Dessa forma, não é papel do psicólogo
adequar expectativas, acabar com frustrações, ou dizer se um paciente é
“bom ou ruim” para o implante coclear. Não, nada disso. É nossa
função escutar o que os pacientes dizem, escutar em quais pontos há
sofrimento e abrir um espaço para elaboração da notícia da surdez (seja a
própria, seja a do filho), porque acreditamos que assim o paciente e/ou
a família estarão melhor preparados para a cirurgia e, principalmente,
para a (re)habilitação auditiva. Também pontuo aqui a
importância de ter uma experiência de atenção psicológica prévia à
cirurgia e, portanto, um vínculo com um profissional que possa ser
retomado após a cirurgia, quando novas questões e angústias possivelmente surgirem.
Há psicólogos muito competentes e acolhedores por todo o nosso país,
tanto nas equipes de implante coclear como em clínicas privadas. Como
disse no começo desse texto, o sofrimento humano é sempre único,
singular – em surdos, ouvintes, cegos, pais, filhos. Se, no entanto,
vocês quiserem buscar um profissional que tenha experiência na área da
surdez e do implante coclear, coloco aqui algumas pessoas que são
referências em suas cidades. Em São Paulo eu tive excelentes professoras, destaco aqui a Rosa dos Santos,
que atualmente trabalha na equipe de IC do Hospital das Clínicas e
também em consultório particular. Uma ótima professora foi também a Midori O. Yamada, que está há anos à frente da equipe de Psico do Centrinho, em Bauru. Na região Sul destaco a psicanalista Maria Cristina Petrucci Solé, que estudou aspectos psíquicos da surdez desde sua pós graduação. No Rio de Janeiro recebo sempre indicação da Gisele Montricard,
que trabalha com a equipe do Fundão e tem clínica particular. Tanto a
Gisele quanto a Maria Cristina sabem também a Língua Brasileira de
Sinais, para os interessados. Estou destacando aqui somente algumas das
profissionais com quem já tive contato e que são muito bem recomendadas
pelas equipes de implante coclear. Se alguém tiver interesse em
buscar profissionais em outras cidades, posso ativar minha rede de
contatos e verificar o psicólogo conhecido mais próximo.

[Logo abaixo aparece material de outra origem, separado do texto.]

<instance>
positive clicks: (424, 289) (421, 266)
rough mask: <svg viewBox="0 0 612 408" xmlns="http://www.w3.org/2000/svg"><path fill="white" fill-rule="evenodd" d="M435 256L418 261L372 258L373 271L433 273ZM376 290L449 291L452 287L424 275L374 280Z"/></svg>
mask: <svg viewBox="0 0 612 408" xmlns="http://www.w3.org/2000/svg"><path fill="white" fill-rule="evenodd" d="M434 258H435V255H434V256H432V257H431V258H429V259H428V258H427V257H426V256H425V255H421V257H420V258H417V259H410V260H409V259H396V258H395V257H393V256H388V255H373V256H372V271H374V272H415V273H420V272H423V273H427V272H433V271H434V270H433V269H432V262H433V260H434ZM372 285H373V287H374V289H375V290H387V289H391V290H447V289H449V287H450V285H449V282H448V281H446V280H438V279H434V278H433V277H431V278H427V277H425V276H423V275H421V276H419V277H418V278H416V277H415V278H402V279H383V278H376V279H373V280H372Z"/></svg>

E se você for familiar de uma criança usuária de implante coclear, indico que você nos visite no Programa Espaço Escuta, localizado em São Paulo. Aqui nós, psicólogos, promovemos grupos terapêuticos entre pais de crianças usuárias de implante coclear.
É um trabalho que eu amo realizar e que os pais afirmam ter grande
importância. Nós realizamos muitas outras atividades, com uma equipe
interdisciplinar que cuida das crianças e dos familiares inclusive, mas
isso é tema para outra conversa…
Agradeço muito à Paula pela oportunidade de contar um pouco sobre esse trabalho com o qual eu aprendo tanto. O Crônicas da Surdez funciona, sem dúvida, como um grande grupo de apoio terapêutico virtual,
onde os adultos surdos podem se identificar e compartilhar
expectativas, desejos, medos, enfim. Não vejo a hora de a Paula visitar o
nosso Programa… E prometo: quando isso acontecer, vou fazer de tudo
para organizarmos um grande encontro, onde todos os usuários de IC e suas famílias aqui de São Paulo possam conversar com a criadora do Crônicas da Surdez!’